Logo virá outro veterano de guerra, esse mais resolvido com as dores da batalha, toscamente travestido de mulher e disposto a fazer a segurança do pequeno motel. Uma trupe de teatro alternativo ocupa o estábulo do motel, e lá preparam uma versão nua e confrontadora de Chekov enquanto flanam pelo gramado com trajes esvoaçantes e gritos revolucionários – mas o símbolo da filosofia era-de-Aquário só pode ser assim tão patético porque do outro lado temos um pai carrancudo e uma mãe mais judia que Israel inteira (ela termina o filme jogada no chão, agarrada às notas de dólar conseguidas com o sucesso da empreitada do filho, no mais preconceituoso dos retratos produzidos pelo filme). Mas nem tudo está perdido para Elliot-devolvido-ao-armário: um belo pedreiro está à espreita e os dois se reunirão felizes à beira da jukebox em torno de um disco de Judy Garland. Mas é difícil engolir todo esse acúmulo de tipos como uma simples recaída na comédia de costumes porque há ainda o ruído lá no fundo da imagem (e, afinal de contas, por que escolher justamente o Woodstock e prometer no título original que o evento será “tomado” pelo filme, quando o próprio filme nunca se deixa tomar por ele?). É a camisa xadrez de Ennis Del Mar outra vez nos forçando a pedir mais de Ang Lee: de um cineasta que conseguiu embutir uma idéia de drama total num pedaço de pano tornado imediatamente uma peça de iconografia, perceber no vasto leque de ícones produzidos por 1969 um playground de superfície e explosão de cores é simplesmente muito pouco.

Resumo da ópera-rock: uma viagem de ácido na traseira de uma Kombi psicodélica não poderá nunca levar Elliot a transcender o espaço do veículo e atingir (eventualmente até flutuar sobre) o mar de gente e sonhos que se estende colina abaixo. Como o próprio filme, Elliot se diverte apenas com a animação gráfica dos motivos hippies pintados nas paredes da van-armário, ali onde ele está protegido da explosão de mundo que acontece lá fora e onde toda idéia de libertação se dá no movimento das mãos de uma Shiva decalcada.

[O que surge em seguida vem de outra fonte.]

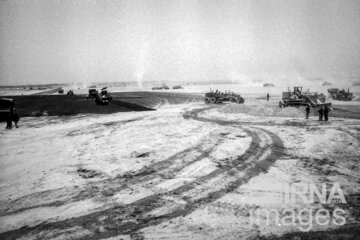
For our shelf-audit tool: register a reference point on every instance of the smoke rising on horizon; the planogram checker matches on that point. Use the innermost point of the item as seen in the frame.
(56, 41)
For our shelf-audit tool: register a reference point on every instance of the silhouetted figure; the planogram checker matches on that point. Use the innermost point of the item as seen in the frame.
(326, 113)
(307, 109)
(321, 114)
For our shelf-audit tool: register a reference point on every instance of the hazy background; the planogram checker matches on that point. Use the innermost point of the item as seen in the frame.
(48, 41)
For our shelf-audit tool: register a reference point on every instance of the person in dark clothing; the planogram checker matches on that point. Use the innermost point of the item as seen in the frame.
(321, 114)
(326, 113)
(307, 109)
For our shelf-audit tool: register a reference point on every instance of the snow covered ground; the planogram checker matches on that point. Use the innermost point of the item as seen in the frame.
(186, 171)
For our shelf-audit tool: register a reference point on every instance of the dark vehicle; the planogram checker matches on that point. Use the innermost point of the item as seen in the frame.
(102, 98)
(219, 97)
(340, 95)
(298, 98)
(105, 94)
(178, 87)
(92, 94)
(6, 106)
(7, 112)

Ang Lee escolheu fazer um filme de reconciliação e apaziguamento sem nunca antes ter se oferecido ao confronto, à guerra que supõe a paz posterior. Aconteceu em Woodstock saiu como o souvenir anacrônico que nem o mais oferecido dos hippies contemporâneos teria coragem de vender na esquina: uma pulserinha de palha é capaz de carregar em si mais dignidade.